Introduction to Jsoup
Jsoup is a powerful Java library that works with real-world HTML. It provides a convenient API for extracting and manipulating data using DOM, CSS, and jQuery-like methods. Jsoup can handle HTML parsing, content extraction, DOM traversal, and much more.
Installation
Adding Jsoup to Your Project
To use Jsoup, add the following dependency to your pom.xml
if you're using Maven:
<dependency>
<groupId>org.jsoup</groupId>
<artifactId>jsoup</artifactId>
<version>1.17.2</version> <!-- or the latest version -->
</dependency>
For Gradle:
implementation 'org.jsoup:jsoup:1.15.3'
Basic Usage
Parsing HTML from a URL
Jsoup allows you to parse HTML from a URL and extract data easily.
import org.jsoup.Jsoup;
import org.jsoup.nodes.Document;
import org.jsoup.nodes.Element;
import java.io.IOException;
public class JsoupExample {
public static void main(String[] args) {
try {
// Parse HTML from a URL
Document document = Jsoup.connect("https://example.com").get();
System.out.println(document.title());
// Extract specific element
Element element = document.selectFirst("h1");
System.out.println("First h1 element: " + element.text());
} catch (IOException e) {
e.printStackTrace();
}
}
}
Explanation: This example demonstrates how to parse HTML from a URL and extract the document title and the first h1
element.
Output:
Example Domain
First h1 element: Example Domain
Parsing HTML from a String
Jsoup can also parse HTML from a string.
import org.jsoup.Jsoup;
import org.jsoup.nodes.Document;
import org.jsoup.nodes.Element;
public class JsoupStringExample {
public static void main(String[] args) {
String html = "<html><head><title>My Page</title></head>"

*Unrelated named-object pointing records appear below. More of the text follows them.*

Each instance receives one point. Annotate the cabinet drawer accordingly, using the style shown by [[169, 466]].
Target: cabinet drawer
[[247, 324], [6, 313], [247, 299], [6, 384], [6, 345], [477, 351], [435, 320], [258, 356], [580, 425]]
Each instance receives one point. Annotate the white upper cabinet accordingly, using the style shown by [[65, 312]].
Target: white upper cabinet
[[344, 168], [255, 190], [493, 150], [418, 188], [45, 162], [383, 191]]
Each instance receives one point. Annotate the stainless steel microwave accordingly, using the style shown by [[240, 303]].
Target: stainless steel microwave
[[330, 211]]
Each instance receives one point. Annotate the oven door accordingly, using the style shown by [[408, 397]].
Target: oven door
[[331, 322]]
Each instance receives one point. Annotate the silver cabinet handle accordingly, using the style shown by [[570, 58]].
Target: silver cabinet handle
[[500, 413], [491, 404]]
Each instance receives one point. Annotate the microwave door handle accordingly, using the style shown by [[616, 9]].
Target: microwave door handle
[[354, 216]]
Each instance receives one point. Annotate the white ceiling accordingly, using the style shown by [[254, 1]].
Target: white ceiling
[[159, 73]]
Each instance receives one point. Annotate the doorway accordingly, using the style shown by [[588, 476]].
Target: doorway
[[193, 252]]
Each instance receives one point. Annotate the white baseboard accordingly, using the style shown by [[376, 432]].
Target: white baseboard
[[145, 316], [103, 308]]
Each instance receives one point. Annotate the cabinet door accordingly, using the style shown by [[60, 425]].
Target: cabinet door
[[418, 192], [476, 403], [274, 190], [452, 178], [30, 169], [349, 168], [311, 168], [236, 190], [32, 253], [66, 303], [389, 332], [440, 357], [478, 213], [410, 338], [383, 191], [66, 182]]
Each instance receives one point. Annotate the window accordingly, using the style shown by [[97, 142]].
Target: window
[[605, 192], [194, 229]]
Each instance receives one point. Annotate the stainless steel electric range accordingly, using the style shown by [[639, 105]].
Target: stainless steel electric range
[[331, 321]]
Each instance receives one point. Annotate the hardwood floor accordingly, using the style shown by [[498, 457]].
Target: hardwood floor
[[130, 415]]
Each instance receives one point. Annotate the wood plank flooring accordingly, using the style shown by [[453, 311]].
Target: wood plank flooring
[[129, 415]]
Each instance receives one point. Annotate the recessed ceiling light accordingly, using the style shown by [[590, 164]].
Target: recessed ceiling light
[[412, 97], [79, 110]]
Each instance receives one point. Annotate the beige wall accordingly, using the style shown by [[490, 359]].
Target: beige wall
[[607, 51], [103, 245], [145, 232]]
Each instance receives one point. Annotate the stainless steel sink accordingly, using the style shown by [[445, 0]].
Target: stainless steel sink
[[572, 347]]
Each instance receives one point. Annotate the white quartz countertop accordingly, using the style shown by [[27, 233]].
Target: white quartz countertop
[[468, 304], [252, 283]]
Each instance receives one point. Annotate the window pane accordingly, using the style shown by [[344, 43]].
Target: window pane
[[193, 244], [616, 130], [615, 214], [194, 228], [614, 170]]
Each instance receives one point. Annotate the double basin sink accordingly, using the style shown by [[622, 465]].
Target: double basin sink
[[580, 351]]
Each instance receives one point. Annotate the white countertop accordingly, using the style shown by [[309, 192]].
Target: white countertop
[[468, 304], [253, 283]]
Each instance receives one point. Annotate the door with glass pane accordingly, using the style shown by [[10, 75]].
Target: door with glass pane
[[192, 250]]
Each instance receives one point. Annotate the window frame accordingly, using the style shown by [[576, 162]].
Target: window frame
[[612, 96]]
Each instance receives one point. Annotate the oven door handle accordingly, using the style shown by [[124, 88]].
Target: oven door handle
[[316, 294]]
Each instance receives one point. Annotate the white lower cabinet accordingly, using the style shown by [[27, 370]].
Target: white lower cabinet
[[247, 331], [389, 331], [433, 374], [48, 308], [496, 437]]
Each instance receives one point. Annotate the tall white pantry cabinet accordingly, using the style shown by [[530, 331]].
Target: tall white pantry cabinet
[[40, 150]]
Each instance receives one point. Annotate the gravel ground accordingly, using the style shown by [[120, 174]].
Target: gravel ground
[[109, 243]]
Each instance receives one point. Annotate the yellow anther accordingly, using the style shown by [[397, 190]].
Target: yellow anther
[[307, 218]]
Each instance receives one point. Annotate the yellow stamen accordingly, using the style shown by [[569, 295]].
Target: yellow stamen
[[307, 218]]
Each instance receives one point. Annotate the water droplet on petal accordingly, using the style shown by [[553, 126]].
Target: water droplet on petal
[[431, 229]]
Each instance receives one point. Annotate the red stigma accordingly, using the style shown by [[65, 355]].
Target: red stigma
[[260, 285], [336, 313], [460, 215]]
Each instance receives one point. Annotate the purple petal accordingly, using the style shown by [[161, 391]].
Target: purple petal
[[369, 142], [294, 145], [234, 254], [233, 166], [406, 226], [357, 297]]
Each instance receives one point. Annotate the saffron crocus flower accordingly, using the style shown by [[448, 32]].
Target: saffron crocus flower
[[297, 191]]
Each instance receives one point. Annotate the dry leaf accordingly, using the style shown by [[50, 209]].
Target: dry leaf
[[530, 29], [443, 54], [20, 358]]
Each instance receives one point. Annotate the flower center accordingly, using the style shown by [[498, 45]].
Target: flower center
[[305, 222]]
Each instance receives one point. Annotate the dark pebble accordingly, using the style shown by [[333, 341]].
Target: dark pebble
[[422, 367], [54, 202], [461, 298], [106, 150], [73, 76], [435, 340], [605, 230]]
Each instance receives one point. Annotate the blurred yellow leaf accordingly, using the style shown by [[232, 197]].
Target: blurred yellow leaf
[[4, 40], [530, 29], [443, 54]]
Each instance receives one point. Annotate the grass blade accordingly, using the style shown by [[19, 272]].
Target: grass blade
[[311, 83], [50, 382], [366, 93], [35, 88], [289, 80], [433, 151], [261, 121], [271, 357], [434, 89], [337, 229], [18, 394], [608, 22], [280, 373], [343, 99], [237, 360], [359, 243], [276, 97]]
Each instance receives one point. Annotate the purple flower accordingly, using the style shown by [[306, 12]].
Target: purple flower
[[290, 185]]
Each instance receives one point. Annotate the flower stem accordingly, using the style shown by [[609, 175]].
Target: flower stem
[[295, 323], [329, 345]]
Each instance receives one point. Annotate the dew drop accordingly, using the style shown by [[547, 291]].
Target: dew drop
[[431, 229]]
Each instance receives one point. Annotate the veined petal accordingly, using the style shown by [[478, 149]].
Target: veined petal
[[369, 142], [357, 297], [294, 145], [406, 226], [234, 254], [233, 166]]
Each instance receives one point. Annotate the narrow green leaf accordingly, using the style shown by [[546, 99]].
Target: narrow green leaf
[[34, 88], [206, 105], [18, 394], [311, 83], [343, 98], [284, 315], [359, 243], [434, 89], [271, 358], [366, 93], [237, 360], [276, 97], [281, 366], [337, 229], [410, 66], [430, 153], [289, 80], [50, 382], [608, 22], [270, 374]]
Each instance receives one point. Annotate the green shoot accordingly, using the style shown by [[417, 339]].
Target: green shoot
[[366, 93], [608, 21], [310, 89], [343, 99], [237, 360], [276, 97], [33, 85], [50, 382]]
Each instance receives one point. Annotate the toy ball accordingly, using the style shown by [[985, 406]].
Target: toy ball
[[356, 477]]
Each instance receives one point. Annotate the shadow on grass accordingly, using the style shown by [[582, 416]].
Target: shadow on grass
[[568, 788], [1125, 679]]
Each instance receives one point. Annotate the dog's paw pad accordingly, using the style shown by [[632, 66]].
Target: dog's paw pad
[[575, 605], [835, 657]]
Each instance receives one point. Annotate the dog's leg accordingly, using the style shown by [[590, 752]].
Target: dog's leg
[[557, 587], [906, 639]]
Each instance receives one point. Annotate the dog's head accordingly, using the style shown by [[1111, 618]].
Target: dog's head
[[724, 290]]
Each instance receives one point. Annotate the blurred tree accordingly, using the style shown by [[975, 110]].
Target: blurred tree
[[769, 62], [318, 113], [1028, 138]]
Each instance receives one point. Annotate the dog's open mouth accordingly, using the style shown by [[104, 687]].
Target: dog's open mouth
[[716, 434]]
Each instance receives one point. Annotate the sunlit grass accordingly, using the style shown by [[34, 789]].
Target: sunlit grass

+ "<body><p>Hello, Amit!</p></body></html>";
Document document = Jsoup.parse(html);
System.out.println(document.title());
Element body = document.body();
System.out.println("Body text: " + body.text());
}
}
Explanation: This example demonstrates how to parse HTML from a string and extract the document title and body text.
Output:
My Page
Body text: Hello, Amit!
Advanced Features
Selecting Elements
Jsoup provides powerful methods to select elements using CSS selectors.
import org.jsoup.Jsoup;
import org.jsoup.nodes.Document;
import org.jsoup.nodes.Element;
import org.jsoup.select.Elements;
import java.io.IOException;
public class JsoupSelectExample {
public static void main(String[] args) {
try {
Document document = Jsoup.connect("https://example.com").get();
// Select all paragraphs
Elements paragraphs = document.select("p");
for (Element paragraph : paragraphs) {
System.out.println("Paragraph: " + paragraph.text());
}
// Select element by ID
Element div = document.getElementById("main");
System.out.println("Element with ID 'main': " + div.text());
} catch (IOException e) {
e.printStackTrace();
}
}
}
Explanation: This example demonstrates how to select elements using CSS selectors and extract their text.
Output:
Paragraph: ...
Element with ID 'main': ...
Extracting Attributes
Jsoup allows you to extract attributes from elements.
import org.jsoup.Jsoup;
import org.jsoup.nodes.Document;
import org.jsoup.nodes.Element;
import java.io.IOException;
public class JsoupAttributesExample {
public static void main(String[] args) {
try {
Document document = Jsoup.connect("https://example.com").get();
// Select the first link
Element link = document.selectFirst("a");
if (link != null) {
System.out.println("Link text: " + link.text());
System.out.println("Link href: " + link.attr("href"));
}
} catch (IOException e) {
e.printStackTrace();
}
}
}
Explanation: This example demonstrates how to extract the href
attribute from a link.
Output:
Link text: More information...
Link href: https://www.iana.org/domains/example
Modifying HTML
Jsoup allows you to modify the HTML content of a document.
import org.jsoup.Jsoup;
import org.jsoup.nodes.Document;
import org.jsoup.nodes.Element;
public class JsoupModifyExample {
public static void main(String[] args) {
String html = "<html><head><title>My Page</title></head>"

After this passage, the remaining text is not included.